La mairie de Lyon, qui ne voulait pas laisser ouvertes les écoles où dormaient habituellement les familles durant les vacances de Noël, a payé 15 nuits d'hôtel à chacune d'entre elles avant de les orienter vers des gymnases ouverts aux sans-abris par la préfecture du Rhône dans le cadre du Plan Grand Froid reconduit jusqu'à mardi.
«C'est totalement insuffisant», s'émeut Juliette Murtin, soulignant que les gymnases sont saturés et que les enfants doivent y dormir au milieu d'autres sans-abri adultes, ce que refusent certaines familles. L'opération de vendredi, «très exceptionnelle à cette échelle», était «la seule option», ajoute-t-elle. JST réclame à la préfecture «un accompagnement social» puis «des solutions dignes et pérennes pour chaque famille». En attendant, dans l'excitation et les rires, parents et enfants descendent les tables des classes dans le hall d'entrée pour organiser un réfectoire commun.
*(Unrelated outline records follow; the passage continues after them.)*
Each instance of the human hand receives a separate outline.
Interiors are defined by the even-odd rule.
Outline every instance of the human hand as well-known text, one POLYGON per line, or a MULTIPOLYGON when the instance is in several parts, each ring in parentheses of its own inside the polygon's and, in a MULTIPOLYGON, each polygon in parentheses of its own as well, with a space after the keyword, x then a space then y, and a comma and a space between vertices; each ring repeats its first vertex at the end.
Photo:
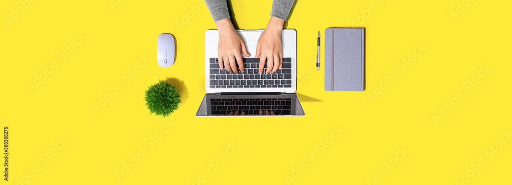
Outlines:
POLYGON ((267 59, 265 73, 274 73, 283 67, 283 48, 281 31, 284 20, 270 17, 263 33, 260 36, 256 47, 255 58, 260 57, 260 73, 263 73, 265 61, 267 59))
POLYGON ((224 67, 229 72, 238 73, 237 63, 242 73, 245 70, 244 63, 242 60, 241 50, 244 55, 250 57, 245 48, 245 43, 240 34, 234 30, 233 24, 229 18, 221 19, 215 22, 219 31, 219 46, 217 52, 219 54, 219 66, 221 70, 224 67), (236 60, 235 60, 236 59, 236 60))

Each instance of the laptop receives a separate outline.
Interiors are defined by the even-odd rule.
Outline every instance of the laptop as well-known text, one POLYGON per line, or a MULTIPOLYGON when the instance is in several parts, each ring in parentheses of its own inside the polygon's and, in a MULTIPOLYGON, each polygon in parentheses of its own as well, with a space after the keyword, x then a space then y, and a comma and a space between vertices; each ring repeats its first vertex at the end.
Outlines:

«Nous ne sommes pas formés pour ça et on s’épuise»
«On refusait de remettre les familles séparément dans les écoles parce que c'était des conditions de vie indignes et que ça durait depuis plus d'un an», martèle Sonia Mirallès, enseignante membre de JST qui a dormi sur place. «Mais les parents et les enseignants ne sont pas des travailleurs sociaux, nous ne sommes pas formés pour ça et on s'épuise», renchérit Faustine Chillet, mère d'élève qui hébergeait trois familles.
Malgré l'ouverture de 250 places, dont 220 dans deux gymnases lyonnais pour le plan Grand froid, la préfecture du Rhône plaide «une saturation du système d'hébergement d'urgence parce que les personnes ne le quittent pas vers d'autres solutions».
Passer la publicité«Quelque 30% sont accueillies depuis plus de 5 ans», explique à l'AFP la préfecture, selon qui l'État finance chaque année 27.000 places d'hébergement dans le Rhône pour 117 millions d'euros. Selon l'UNICEF, à la rentrée 2025, 2159 enfants étaient dans la rue avec leur famille en France, 30% de plus qu'en 2022.